Walk into most cannabis stores and the first question a budtender will ask is: “are you looking for a sativa or an indica?” The two names have become shortcuts for describing the type of high a consumer is hoping to experience. Sativa is synonymous with energizing and uplifting feelings, while indica is regarded as having chilled and spacey effects. But if a cannabis scientist walked into a dispensary on their day off for a little recreational research and heard that question, they would likely roll their eyes.

It has become common knowledge in the world of cannabis research that the indica and sativa naming convention is a semantic distinction without a scientific difference. In 2015, University of British Columbia botanist Jonathan Page studied the DNA of 81 cannabis “strains” that were self-identified by the growers or distributors as either indicas or sativas. They found that they were almost genetically identical, and many were mislabeled.

Many prescribe to the idea that plants with different physical characteristics (ie. broad vs. thin leaves) have different effects when consumed. This notion has been debunked by several scientists. (Photo credit: Wikimedia Commons)

“Close examination of the chemical makeup of the plant shows that it has no rhyme or reason,” Dr. Ethan Russo, neurologist, and founder and CEO of CReDO Science and former senior medical advisor to GW pharmaceuticals said in an interview with Inside the Jar. “What people should really be concentrating on at this point is the chemical compounds of the plants, including cannabinoids and terpenes.”

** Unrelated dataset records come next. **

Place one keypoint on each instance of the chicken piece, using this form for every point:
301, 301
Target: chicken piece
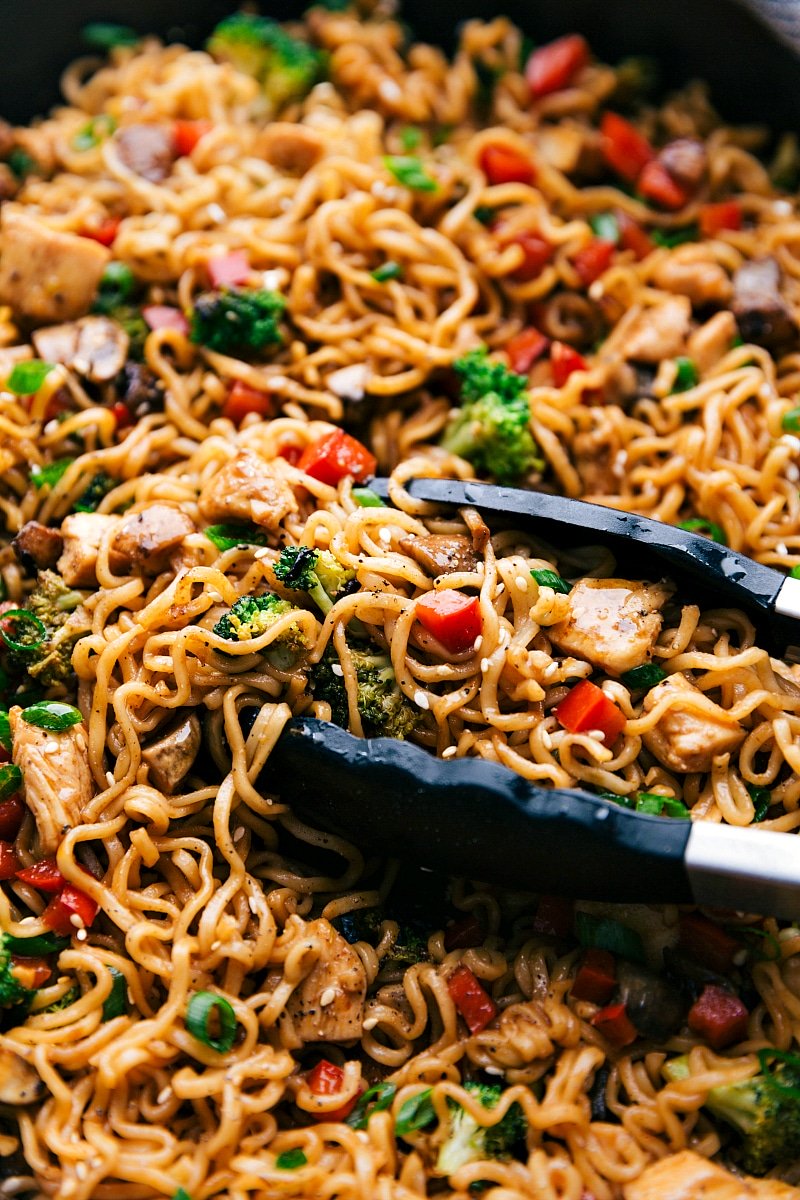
46, 275
170, 757
19, 1083
292, 148
148, 150
95, 347
83, 533
687, 738
659, 331
762, 313
711, 341
55, 777
612, 623
247, 489
692, 273
35, 545
145, 540
328, 1005
440, 553
690, 1176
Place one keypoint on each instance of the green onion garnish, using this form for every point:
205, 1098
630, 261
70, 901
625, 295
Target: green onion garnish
699, 525
290, 1159
547, 579
647, 676
28, 377
52, 714
203, 1008
410, 172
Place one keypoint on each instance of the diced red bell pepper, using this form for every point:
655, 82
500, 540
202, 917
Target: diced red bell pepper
657, 186
504, 165
104, 232
452, 617
716, 217
564, 360
464, 934
8, 861
12, 810
244, 400
336, 456
594, 259
615, 1025
585, 707
624, 148
554, 917
70, 903
228, 270
555, 65
186, 136
163, 316
473, 1002
44, 876
719, 1017
707, 942
525, 348
596, 977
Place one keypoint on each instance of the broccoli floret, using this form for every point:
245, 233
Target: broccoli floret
467, 1141
236, 319
492, 429
316, 571
286, 67
764, 1110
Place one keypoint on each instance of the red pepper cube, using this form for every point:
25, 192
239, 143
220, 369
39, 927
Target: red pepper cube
719, 1017
473, 1002
452, 617
596, 977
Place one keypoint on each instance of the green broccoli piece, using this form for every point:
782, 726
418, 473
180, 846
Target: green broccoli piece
467, 1141
286, 67
492, 429
764, 1110
385, 712
316, 571
236, 319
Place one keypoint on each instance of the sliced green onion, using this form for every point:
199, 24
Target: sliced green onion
374, 1099
202, 1009
686, 376
116, 1001
28, 377
52, 714
699, 525
366, 498
607, 934
647, 676
50, 473
547, 579
26, 619
606, 226
415, 1114
11, 779
389, 270
410, 172
227, 537
290, 1159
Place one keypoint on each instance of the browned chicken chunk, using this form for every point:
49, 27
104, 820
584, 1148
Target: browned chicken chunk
328, 1006
47, 275
56, 777
145, 540
247, 489
689, 737
612, 623
440, 553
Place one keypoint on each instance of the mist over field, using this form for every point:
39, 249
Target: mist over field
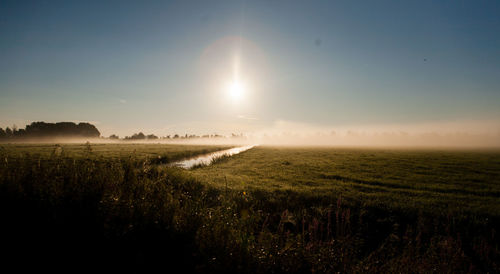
250, 136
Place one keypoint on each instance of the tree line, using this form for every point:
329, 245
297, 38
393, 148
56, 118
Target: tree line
48, 130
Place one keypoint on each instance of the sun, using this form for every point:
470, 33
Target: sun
236, 91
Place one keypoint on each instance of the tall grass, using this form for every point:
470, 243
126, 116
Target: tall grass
130, 214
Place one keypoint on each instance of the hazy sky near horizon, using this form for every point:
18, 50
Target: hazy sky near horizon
163, 66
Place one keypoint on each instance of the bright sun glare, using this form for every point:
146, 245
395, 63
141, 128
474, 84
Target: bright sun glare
236, 91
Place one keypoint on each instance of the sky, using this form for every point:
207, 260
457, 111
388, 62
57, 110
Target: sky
167, 67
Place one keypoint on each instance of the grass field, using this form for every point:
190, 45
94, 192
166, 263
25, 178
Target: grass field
427, 180
268, 209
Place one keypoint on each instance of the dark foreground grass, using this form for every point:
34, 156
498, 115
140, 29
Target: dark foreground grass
131, 215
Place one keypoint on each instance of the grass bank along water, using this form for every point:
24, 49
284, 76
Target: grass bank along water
207, 159
285, 210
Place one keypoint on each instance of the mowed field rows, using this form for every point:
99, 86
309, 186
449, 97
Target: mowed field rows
265, 210
465, 180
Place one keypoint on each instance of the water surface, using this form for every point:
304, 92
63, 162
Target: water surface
207, 159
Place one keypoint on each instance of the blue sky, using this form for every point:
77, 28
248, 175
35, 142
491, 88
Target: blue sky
160, 66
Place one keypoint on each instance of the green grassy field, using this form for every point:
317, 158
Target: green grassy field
158, 152
427, 180
269, 209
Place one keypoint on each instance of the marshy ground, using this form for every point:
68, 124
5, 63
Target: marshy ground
269, 209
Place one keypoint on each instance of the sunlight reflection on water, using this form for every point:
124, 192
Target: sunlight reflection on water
207, 158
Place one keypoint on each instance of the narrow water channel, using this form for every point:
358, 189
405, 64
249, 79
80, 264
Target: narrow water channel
207, 159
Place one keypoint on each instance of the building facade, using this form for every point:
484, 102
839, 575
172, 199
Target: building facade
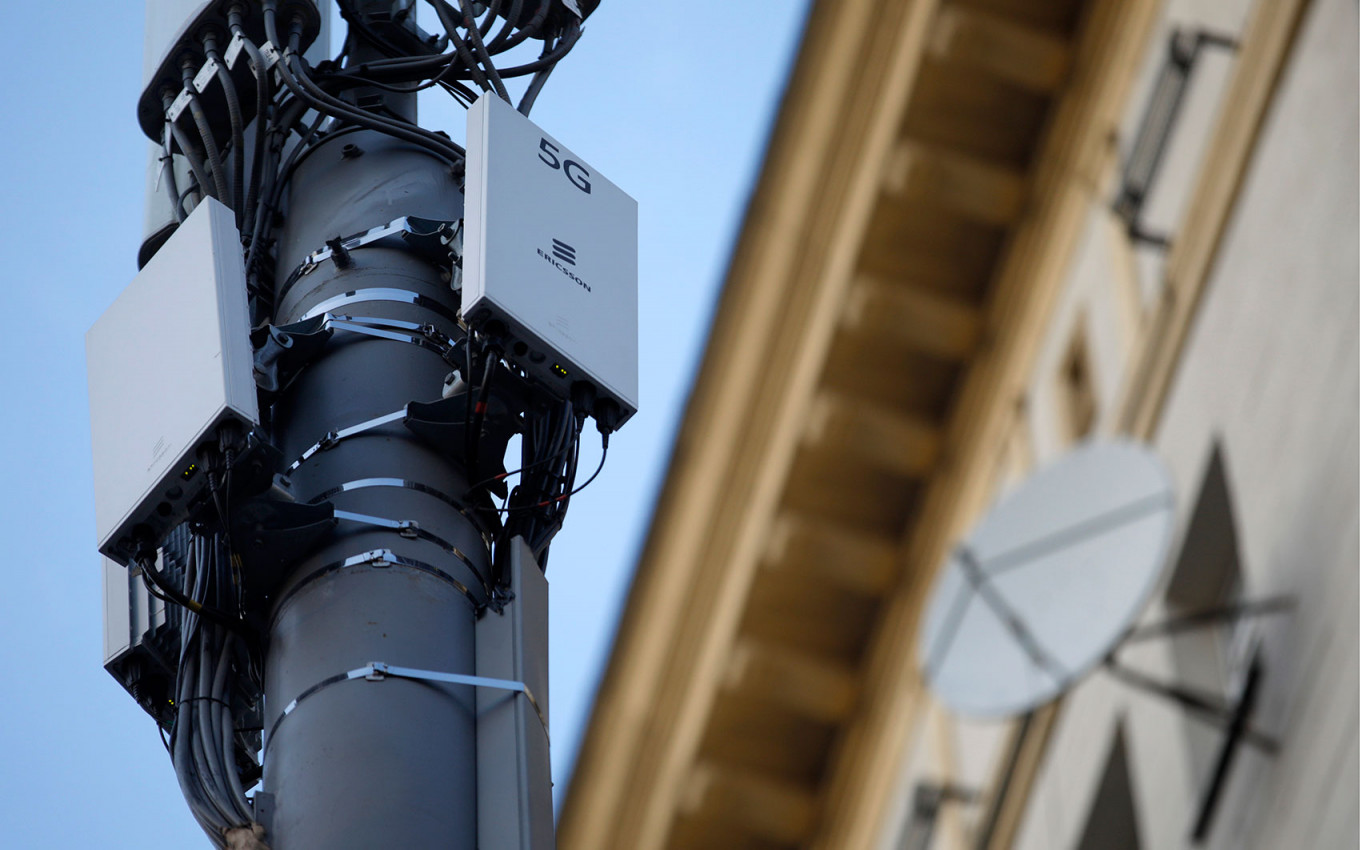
985, 231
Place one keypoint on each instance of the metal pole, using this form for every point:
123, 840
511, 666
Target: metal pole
359, 763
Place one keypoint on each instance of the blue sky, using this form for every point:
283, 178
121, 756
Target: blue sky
672, 102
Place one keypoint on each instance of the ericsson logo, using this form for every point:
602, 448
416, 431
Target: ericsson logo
563, 253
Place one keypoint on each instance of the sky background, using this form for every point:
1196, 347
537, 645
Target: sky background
672, 102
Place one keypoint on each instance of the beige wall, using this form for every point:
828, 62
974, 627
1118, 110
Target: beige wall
1270, 376
1269, 371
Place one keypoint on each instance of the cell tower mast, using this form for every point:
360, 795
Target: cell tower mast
323, 589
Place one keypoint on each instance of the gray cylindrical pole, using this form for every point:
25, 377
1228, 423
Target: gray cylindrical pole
362, 763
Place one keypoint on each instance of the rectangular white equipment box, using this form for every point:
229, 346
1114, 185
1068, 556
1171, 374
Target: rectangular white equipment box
551, 253
169, 362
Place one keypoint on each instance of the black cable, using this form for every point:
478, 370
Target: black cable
263, 98
172, 595
210, 143
469, 23
237, 121
189, 153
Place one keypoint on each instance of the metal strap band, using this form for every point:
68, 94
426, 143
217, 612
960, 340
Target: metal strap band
401, 483
380, 295
381, 558
408, 528
397, 231
422, 336
377, 671
335, 437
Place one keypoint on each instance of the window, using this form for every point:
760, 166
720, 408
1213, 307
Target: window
1076, 386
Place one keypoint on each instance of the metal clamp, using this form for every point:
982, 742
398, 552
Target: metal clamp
435, 240
332, 438
380, 295
378, 671
391, 482
382, 559
411, 529
415, 333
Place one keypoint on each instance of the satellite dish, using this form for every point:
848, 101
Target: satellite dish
1049, 582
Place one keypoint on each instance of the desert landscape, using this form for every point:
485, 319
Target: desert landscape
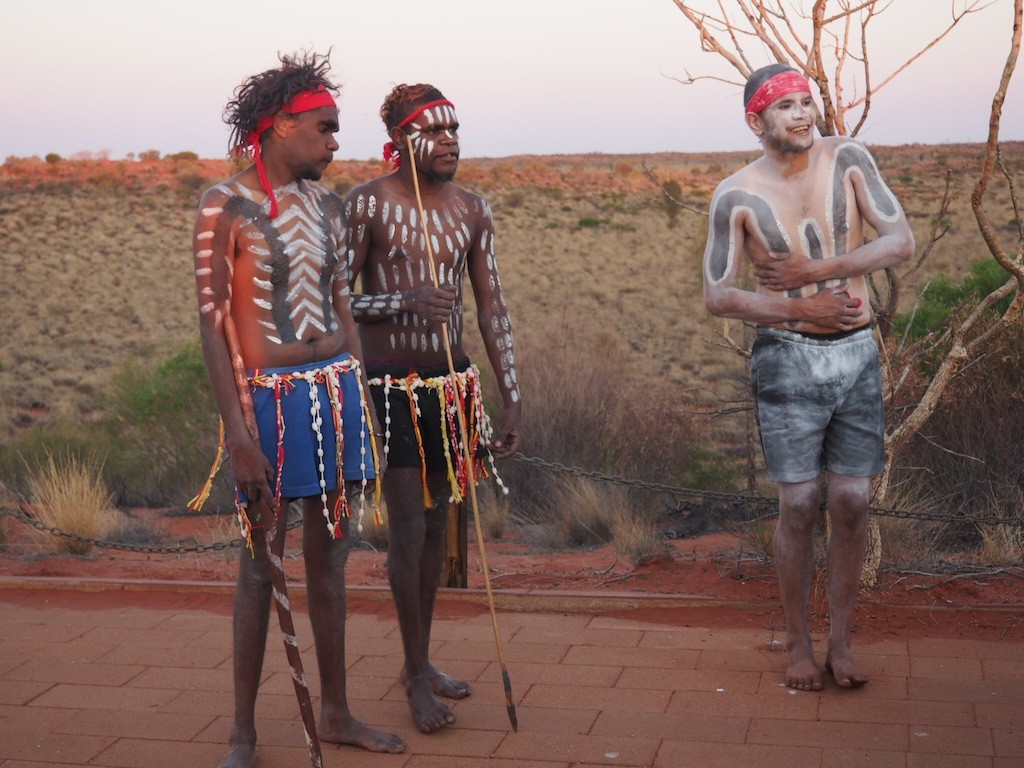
98, 259
98, 267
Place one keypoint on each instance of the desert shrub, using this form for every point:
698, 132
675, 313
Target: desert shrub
585, 411
967, 461
1003, 543
69, 494
673, 192
758, 537
635, 538
514, 198
943, 298
577, 513
160, 430
30, 449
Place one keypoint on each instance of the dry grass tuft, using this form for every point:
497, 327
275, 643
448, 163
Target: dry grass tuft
577, 513
70, 495
636, 539
494, 507
1004, 543
758, 537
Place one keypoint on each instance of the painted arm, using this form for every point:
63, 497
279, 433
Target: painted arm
433, 303
873, 201
732, 212
213, 252
496, 330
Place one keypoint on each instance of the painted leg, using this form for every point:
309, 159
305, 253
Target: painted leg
799, 504
410, 546
252, 614
848, 504
431, 565
325, 562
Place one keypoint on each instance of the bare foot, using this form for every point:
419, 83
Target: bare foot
429, 713
442, 684
845, 672
240, 756
803, 672
356, 733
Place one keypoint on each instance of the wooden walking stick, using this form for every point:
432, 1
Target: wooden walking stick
468, 453
272, 528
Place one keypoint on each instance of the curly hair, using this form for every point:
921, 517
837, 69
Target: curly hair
403, 98
760, 77
267, 92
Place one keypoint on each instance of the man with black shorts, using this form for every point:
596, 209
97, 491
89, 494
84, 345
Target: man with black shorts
400, 314
798, 215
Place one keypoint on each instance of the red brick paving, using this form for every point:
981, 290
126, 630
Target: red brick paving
142, 678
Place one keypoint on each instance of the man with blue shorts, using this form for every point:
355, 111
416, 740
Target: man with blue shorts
276, 328
797, 215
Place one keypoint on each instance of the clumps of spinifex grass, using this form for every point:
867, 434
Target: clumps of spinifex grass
69, 494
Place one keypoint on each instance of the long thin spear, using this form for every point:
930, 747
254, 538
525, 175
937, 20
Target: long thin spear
271, 531
467, 451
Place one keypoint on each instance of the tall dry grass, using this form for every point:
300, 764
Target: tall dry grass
69, 494
584, 409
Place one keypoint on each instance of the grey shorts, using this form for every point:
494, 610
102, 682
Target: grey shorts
818, 403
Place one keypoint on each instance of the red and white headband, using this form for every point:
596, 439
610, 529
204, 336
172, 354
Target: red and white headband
775, 87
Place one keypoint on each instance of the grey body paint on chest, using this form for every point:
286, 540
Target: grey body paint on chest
722, 247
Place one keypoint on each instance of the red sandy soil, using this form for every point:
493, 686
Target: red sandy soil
730, 588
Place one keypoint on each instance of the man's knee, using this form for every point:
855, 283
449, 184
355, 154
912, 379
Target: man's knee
848, 501
800, 503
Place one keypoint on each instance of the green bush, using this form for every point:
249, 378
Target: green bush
162, 423
156, 435
943, 298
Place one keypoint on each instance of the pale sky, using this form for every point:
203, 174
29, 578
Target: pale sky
526, 76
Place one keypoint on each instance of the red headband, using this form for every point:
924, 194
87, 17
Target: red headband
391, 150
312, 99
776, 87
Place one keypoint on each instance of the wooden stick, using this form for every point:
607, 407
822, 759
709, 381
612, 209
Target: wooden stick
272, 528
468, 453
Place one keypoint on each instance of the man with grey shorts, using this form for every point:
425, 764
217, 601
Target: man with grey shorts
797, 214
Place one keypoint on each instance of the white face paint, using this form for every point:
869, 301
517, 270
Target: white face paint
435, 126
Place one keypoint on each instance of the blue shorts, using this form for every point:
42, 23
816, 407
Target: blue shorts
301, 473
817, 400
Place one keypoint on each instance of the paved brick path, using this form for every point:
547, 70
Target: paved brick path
142, 678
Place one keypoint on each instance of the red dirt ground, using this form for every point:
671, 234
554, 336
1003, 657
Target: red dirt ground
734, 589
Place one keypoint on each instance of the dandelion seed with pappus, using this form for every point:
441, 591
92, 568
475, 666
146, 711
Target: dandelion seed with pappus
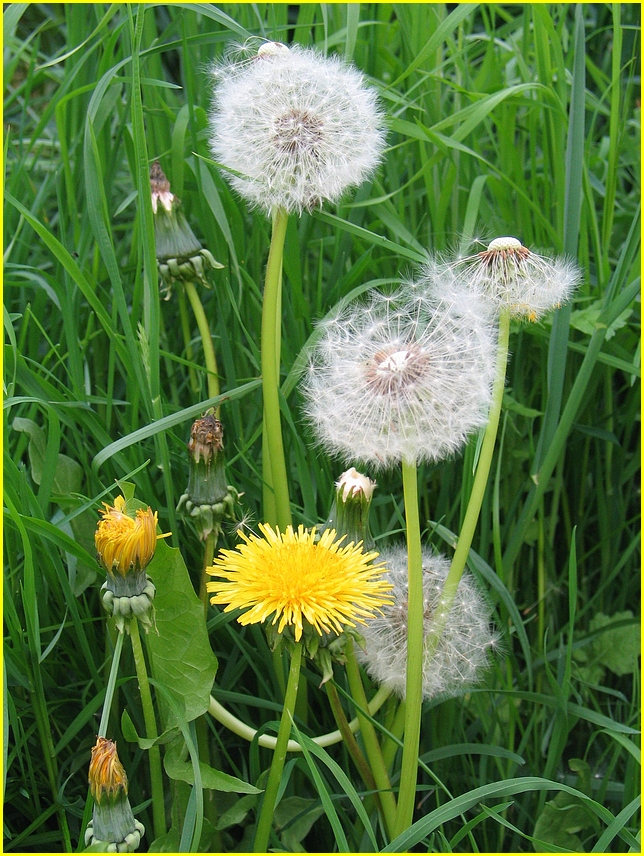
465, 646
295, 127
400, 379
513, 278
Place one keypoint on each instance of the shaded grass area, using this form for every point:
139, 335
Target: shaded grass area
519, 120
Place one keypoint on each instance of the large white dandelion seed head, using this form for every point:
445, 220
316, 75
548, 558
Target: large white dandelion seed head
400, 378
297, 127
512, 277
464, 649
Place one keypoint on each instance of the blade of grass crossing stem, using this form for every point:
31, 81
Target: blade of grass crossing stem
495, 790
614, 138
150, 276
310, 748
323, 793
558, 348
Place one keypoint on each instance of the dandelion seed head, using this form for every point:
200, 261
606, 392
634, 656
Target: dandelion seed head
400, 379
295, 127
464, 649
509, 276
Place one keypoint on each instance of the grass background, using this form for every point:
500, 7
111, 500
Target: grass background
503, 119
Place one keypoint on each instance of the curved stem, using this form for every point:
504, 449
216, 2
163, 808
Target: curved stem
206, 340
156, 780
263, 830
111, 683
266, 741
466, 535
187, 343
271, 339
372, 747
415, 634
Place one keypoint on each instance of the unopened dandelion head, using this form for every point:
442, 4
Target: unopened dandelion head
294, 127
513, 277
466, 644
400, 378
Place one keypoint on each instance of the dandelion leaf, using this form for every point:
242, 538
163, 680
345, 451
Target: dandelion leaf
564, 817
617, 647
182, 658
211, 779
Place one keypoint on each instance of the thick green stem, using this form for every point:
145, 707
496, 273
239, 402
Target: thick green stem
271, 339
372, 747
263, 831
187, 341
111, 683
397, 728
267, 741
414, 676
466, 536
156, 780
206, 340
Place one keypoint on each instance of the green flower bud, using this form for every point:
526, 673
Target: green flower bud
349, 513
180, 256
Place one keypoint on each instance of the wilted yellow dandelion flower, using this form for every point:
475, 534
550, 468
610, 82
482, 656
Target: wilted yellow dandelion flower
107, 776
295, 578
125, 542
113, 828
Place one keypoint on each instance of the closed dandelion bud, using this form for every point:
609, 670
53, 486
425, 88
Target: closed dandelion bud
113, 826
464, 648
208, 498
349, 515
514, 278
294, 127
125, 541
180, 256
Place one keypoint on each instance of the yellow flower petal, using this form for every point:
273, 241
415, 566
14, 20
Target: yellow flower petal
296, 580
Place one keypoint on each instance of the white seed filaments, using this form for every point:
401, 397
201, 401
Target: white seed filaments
400, 379
395, 371
511, 277
295, 127
464, 649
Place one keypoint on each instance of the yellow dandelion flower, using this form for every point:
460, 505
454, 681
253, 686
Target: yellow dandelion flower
107, 776
295, 578
125, 542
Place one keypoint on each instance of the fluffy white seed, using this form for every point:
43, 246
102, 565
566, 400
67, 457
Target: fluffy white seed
465, 646
298, 127
403, 377
510, 276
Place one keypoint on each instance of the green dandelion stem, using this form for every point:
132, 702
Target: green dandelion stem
397, 728
156, 780
111, 684
271, 340
372, 747
206, 340
267, 741
414, 677
263, 831
185, 332
470, 521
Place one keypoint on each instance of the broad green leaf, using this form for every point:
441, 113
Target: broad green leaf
181, 656
69, 473
616, 648
212, 779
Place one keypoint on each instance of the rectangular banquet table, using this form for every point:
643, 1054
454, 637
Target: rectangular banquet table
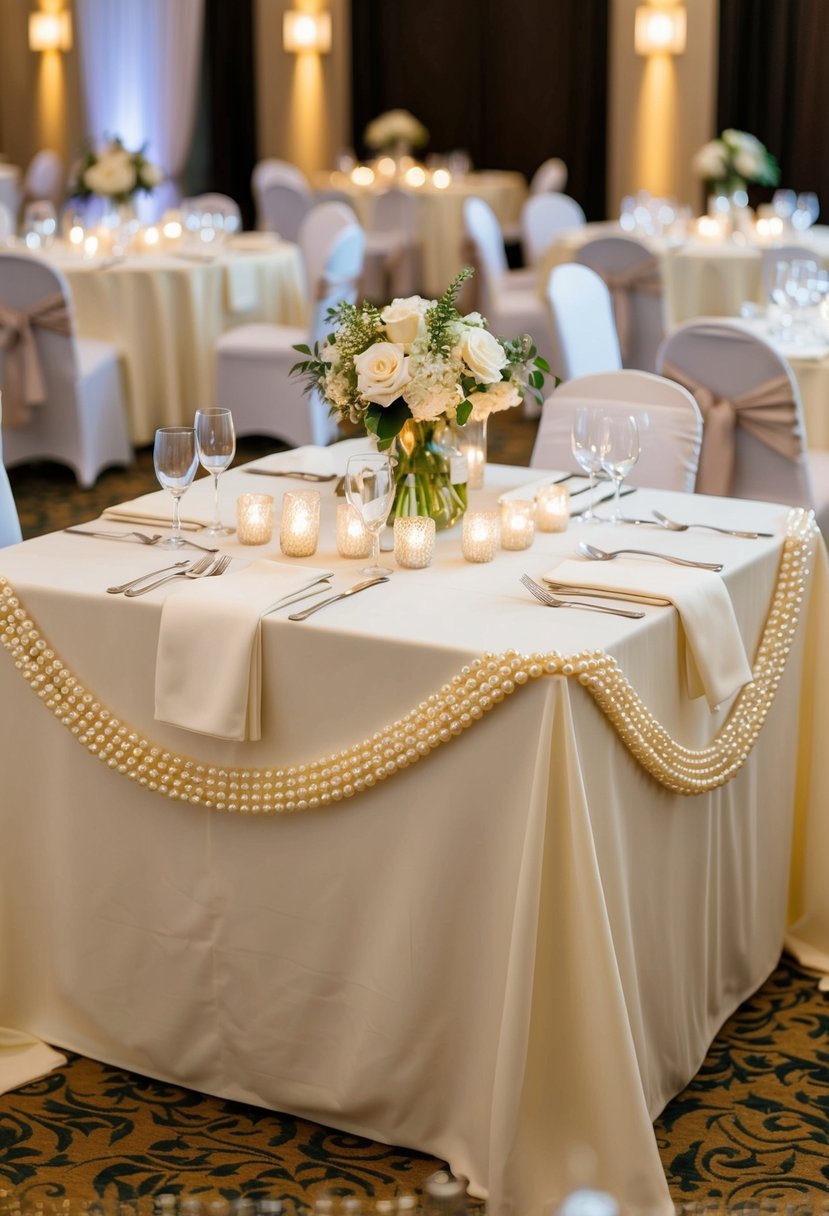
520, 943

Russo explained that certain chemicals can create different types of highs. Limonene produces an uplifting high usually considered typical of a sativa, and linalool, a chemical common in lavender but also present in some cannabis plants, has anti-anxiety effects.

“High [tetrahydrocannabinol] THC with high myrcene produces the sedative high that people equate to a quote indica,” he said. “It’s responsible for the phenomenon called couchlock, where people feel they are immobilized.”

But for the average smoker, this is much too in the weeds. Many say they do notice a difference between sativas and indicas, even if the lab coats say it’s all a myth. But Dr. Robert Laprairie, assistant professor of drug discovery and development at the University of Saskatchewan, has his own theory.

“The placebo is very real and the placebo effect drives our belief,” he said.

So, I decided to put that idea to the test—a blind taste test, to be exact.

The Weed

I bought four pre-rolled, one gram joints from the OC3 dispensary in Orange County, California—two indicas and two sativas with roughly the same percentage of THC.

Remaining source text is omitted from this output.